Another technique used in waterproof gloves is insulation. This layer doesn’t let the heat of your body (hands in this case) escape the glove, so that it keeps warm for longer periods. Good insulation will not make the inside warmer though, it’ll just save the heat that is already there. So, if your hands are cold, other layers will take care of them getting warm, and insulation will make them stay warm for as long as possible.
Other layers that play the part in keeping you warm and dry might be foam, jersey, fleece etc. Polyurethane is an important material for this topic, as every layer including lining might be made of polyurethane without a significant decrease in quality, although comfort might get a bit of a damage.
Types of Waterproof Work Gloves
Fleece Waterproof Work Gloves
Fleece gloves are one of the most common gloves for winter months when it’s cold outside. Fleece is a synthetic material that provides unrivaled warmth and is also very lightweight. The problem here is waterproofing: you sacrifice it a little bit in order to get good flexibility and coordination, so fleece gloves are not the best choice in this regard, although it’ll still keep you dry to some degree. This type of gloves is better for soft winters when it’s not very humid and cold, then they allow for a very good hand coordination as well as great freedom of hand movement.
Insulated Waterproof Work Gloves
We’ve talked about insulation previously, so you probably don’t need a long introduction there. Insulated gloves absorb your body heat and don’t let it escape the glove, so the best way to use such gloves is to ensure you get it on inside a warm room where your hands feel alright and only then go outside where it’s cold. Although this tip will be of no use if you get insulated gloves with additional layers for warmth. We also suggest you choose a breathable pair for your palms to stay dry for longer. Waterproofing is alright as well, most insulated gloves are water-resistant on the outside.

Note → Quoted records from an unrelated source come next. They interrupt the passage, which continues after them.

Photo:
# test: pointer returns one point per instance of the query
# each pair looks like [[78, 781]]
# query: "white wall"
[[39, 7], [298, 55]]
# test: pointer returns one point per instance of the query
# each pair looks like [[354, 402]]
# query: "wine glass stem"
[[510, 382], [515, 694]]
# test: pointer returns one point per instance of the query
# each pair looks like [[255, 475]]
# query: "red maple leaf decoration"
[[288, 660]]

Leather Waterproof Work Gloves
Leather (pigskin, goatskin, deerskin, cowskin) is the best waterproof material on the list. If it’s coupled with good warmth-layers, you’ll get an almost unbreakable combination of warmth, waterproofing and hand protection. This will come at a big price though, because good leather is never cheap.

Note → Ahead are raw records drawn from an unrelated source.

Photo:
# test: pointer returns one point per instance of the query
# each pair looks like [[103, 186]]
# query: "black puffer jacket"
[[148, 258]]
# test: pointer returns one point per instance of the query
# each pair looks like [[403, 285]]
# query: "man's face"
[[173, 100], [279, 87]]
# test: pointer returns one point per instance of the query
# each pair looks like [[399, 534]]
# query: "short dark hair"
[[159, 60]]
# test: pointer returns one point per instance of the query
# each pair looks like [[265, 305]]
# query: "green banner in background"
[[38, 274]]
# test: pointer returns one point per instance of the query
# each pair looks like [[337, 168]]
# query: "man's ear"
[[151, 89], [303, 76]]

In order to choose a good pair of waterproof gloves, make sure you’re satisfied with all of the following criteria of a glove: material (it should be strong and water-resistant, also good when it’s breathable), insulation (choose the right balance between dexterity and the ability to keep your hands warm, it fully depends on the conditions you’re working in), comfort and fit (it’s clear without any further instructions: just make sure you’re feeling good wearing this pair of gloves, otherwise a full day of work might become a torture, and we don’t want that) and of course price.
We’ve created this list to help you choose the best waterproof work gloves on the market. It turned out to be a big research and we found out that some of the pairs should not be called waterproof at all, but we still managed to cherry pick the best you can get while staying unbiased. We hope that this will help you choose a good pair that will serve you for longer periods.